I listened instead. Donna was explaining how she was doing fine. Fine in the tears sense, in the dropping-your-bundle sense and needing a good cry. A month ago the crying stopped and in its place came money worry, and does she stay in Watercook or move somewhere urban for Ruth’s schooling? If it wasn’t for Ruth she would go somewhere like Darwin. A complete change, a new life, exotic and tropical. Ruth required stability, not exotic and tropical.
‘I’ve even felt like cutting off all my hair,’ she said. ‘Shave it off to symbolise grief, but also for saying
there’s a new me starting
.’
Cut off her hair? I jerked up my head at such a notion. I took an admiring look at it, the dark mesh of curling; then stared off before Tilda saw.
The lunch ended with an agreement to a do a lunch again, next time at Donna’s place. She had been thinking of a modest party in a few months. A daytime soiree with local people she knew—neighbours and parents from Ruth’s playmate group. Nothing wild or late-nightish. Would we come?
‘Delighted,’ said Tilda. ‘Who knows, we might be celebrating an Archibald!’ She kissed Donna on the cheek. Ruth too. I shook hands and said nice to see you again.

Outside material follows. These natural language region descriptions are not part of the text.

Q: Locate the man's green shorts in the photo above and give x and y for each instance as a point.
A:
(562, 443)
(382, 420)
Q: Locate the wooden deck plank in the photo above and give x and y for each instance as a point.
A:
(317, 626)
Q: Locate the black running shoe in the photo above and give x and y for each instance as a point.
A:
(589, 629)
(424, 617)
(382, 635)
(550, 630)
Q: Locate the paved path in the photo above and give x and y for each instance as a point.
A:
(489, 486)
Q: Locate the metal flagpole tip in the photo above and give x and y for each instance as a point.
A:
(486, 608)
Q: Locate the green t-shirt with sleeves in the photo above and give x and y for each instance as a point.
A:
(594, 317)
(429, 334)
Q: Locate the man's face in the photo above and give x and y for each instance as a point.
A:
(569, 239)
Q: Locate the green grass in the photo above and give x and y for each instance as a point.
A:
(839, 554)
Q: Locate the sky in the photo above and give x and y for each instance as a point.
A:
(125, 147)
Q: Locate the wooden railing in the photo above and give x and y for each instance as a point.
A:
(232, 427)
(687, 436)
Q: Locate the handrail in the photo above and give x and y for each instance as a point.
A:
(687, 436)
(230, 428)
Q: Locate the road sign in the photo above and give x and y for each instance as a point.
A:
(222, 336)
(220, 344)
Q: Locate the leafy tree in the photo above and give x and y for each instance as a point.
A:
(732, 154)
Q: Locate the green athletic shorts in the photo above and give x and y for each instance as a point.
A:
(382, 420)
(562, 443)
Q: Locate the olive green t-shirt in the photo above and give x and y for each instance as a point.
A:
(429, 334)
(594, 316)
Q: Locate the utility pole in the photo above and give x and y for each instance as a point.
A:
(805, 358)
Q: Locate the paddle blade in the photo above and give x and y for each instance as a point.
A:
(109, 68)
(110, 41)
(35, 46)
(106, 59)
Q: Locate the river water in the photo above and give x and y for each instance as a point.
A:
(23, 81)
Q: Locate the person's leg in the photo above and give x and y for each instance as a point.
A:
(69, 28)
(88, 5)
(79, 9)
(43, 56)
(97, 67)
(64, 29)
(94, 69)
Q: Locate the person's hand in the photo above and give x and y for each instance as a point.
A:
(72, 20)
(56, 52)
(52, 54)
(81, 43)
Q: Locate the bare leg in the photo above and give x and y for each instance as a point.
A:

They were walking up the backyard, across oleander leaf shade, when Ruth’s hairclip, a fake-glass tiara adornment, snagged on a low branch and dropped from her head, broken. Donna knelt to retrieve it, pausing in a crouch to comment how it was just a cheap old thing. I did not stare off from the band of white flesh that appeared because of her crouching—almost all of her lower back. It was so smooth and transparent you could see a faint few veins where her T-shirt rode up. And the top of her pants, the shadow and crease of her bottom.
No sooner had we waved Donna’s car goodbye than Tilda said, ‘You seemed very quiet. What do you think of Donna? I got the impression you don’t like her, staring into space like you were bored. I hope she didn’t think you were rude.’
I shrugged that I had no opinion of her either way.
‘She’s very attractive.’
‘Is she?’ I shrugged again. ‘I suppose she is. I wasn’t paying much attention.’ If Tilda was fishing I was matching her with yawning nonchalance.
‘Don’t you think it’s a bit early for her to be stopping crying?’
‘What?’
‘If it was me who died I’d want you to cry over me longer than three months. You would, wouldn’t you?’
‘Yes.’
‘Promise?’
‘Of course.’
She hugged my arm as we walked towards the back door. ‘I like Donna well enough, I just think she’s, you know, a bit cold. A bit hard and cold.’
‘Same here.’
Tilda squeezed my arm as if relieved we were of a similar mind. She said if I died she would never stop crying over it.